Oh yes, of course you boys flew, yes the boys down at the bike shop made a flying machine — I can’t wait to tell the missus. It’s so silly, really, and no more ridiculous in present day. It’s the year two thousand and something, a friend comes to visit me and flies in something called a Boeing 767 from a thousand miles away and I ask him, “How was your flight?” While he prattles on about being delayed or perhaps how he did not enjoy his pretzel like he was hoping (“what were you expecting in a mid-flight pretzel?”, I say) in the back of my mind I’m thinking, “sure you did — if you say you flew through the air in a machine, I believe you.”
The brothers worked on their machine in a nearby pasture filled with cows that bordered a public road. They often had people stop along the road and watch them push their plane down a wooden track, slowly lift off, and fly down the field. The Wrights extended an open invitation to the public and to newspapers to come by at any time and ask questions, or just watch. Slowly, gradually, people started to believe that these guys had built a flying machine.

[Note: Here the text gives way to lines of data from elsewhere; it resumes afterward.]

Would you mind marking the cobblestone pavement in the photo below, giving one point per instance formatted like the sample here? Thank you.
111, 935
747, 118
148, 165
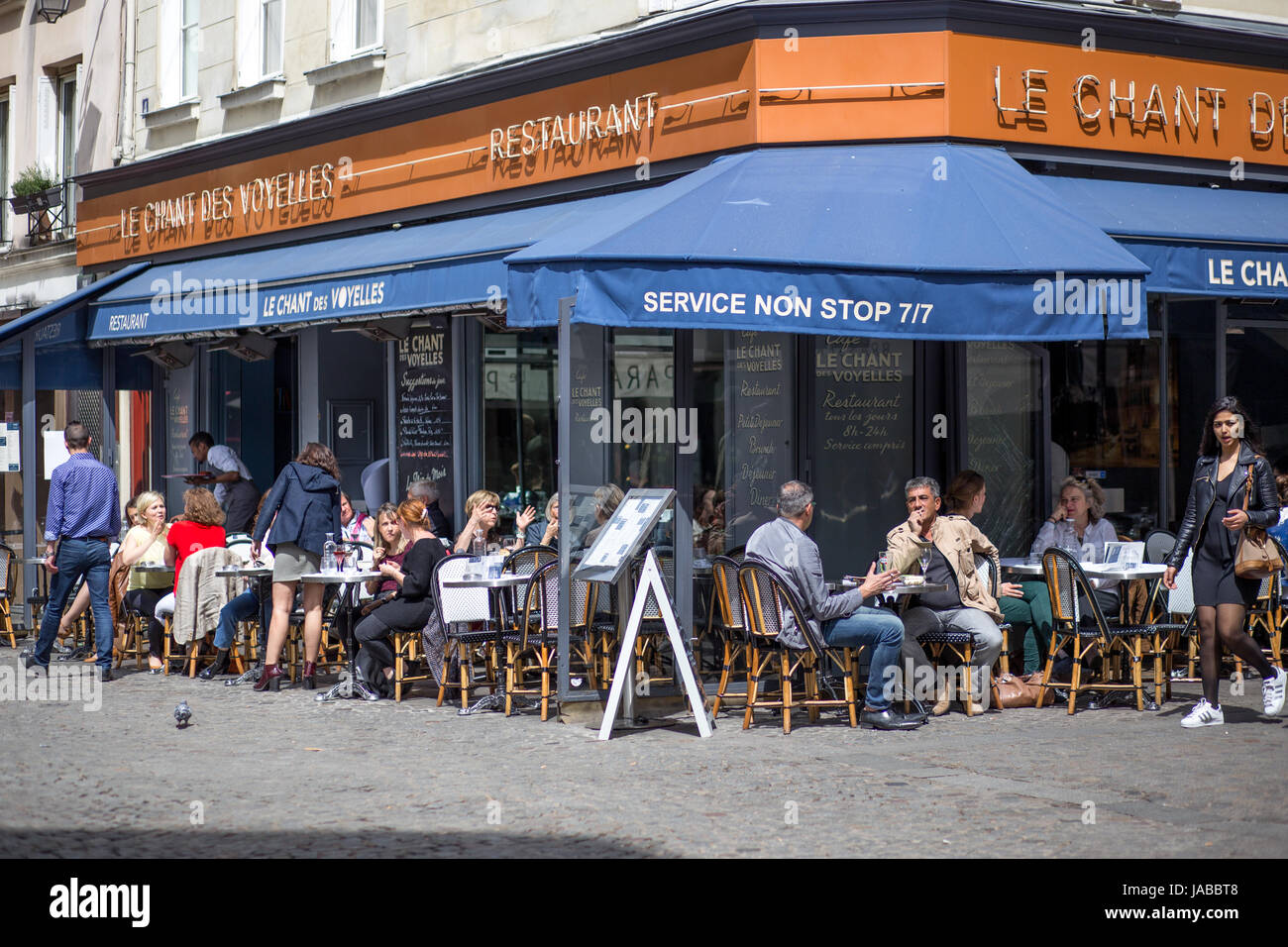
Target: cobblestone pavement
261, 775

The story of the Wright brothers is engrossing and magical because they sort of just stumbled into flight by being persistent about their dreams. I don’t wish to downplay the intelligence of the Wright brothers, they were clearly very gifted, but “smarter” people certainly came before them and “smarter” people were at work on the same problem during the same time period. It was their tenacity, their *pluckiness* that put them in the air first.
It’s 2022 daggummit — it’s time to get plucky! Damn every ounce of unpluckiness that runs through these cursed veins! I will not be shackled by my lack of pluck!
In 2022, I shoo the cows out of the way and gaze up at the machine. “This isn’t insane at all,” I tell myself. Onlookers (yourselves included) can’t help but cringe as they watch a man seriously consider clambering aboard. From the gathering crowd I hear a middle aged man’s voice with an old-timey radio accent: “It’ll be the death of him or I’ll eat my hat!” Well grab a fork and knife, gentle-fop, you’ll want some catsup with that Panama boater.
If you are looking for perfect safety, you will do well to sit on a fence and watch the birds; but if you really wish to learn, you must mount a machine and become acquainted with its tricks by actual trial.
Mount the machine, grip the canvas. Make 2022 the year you plunge down the track and into the sky.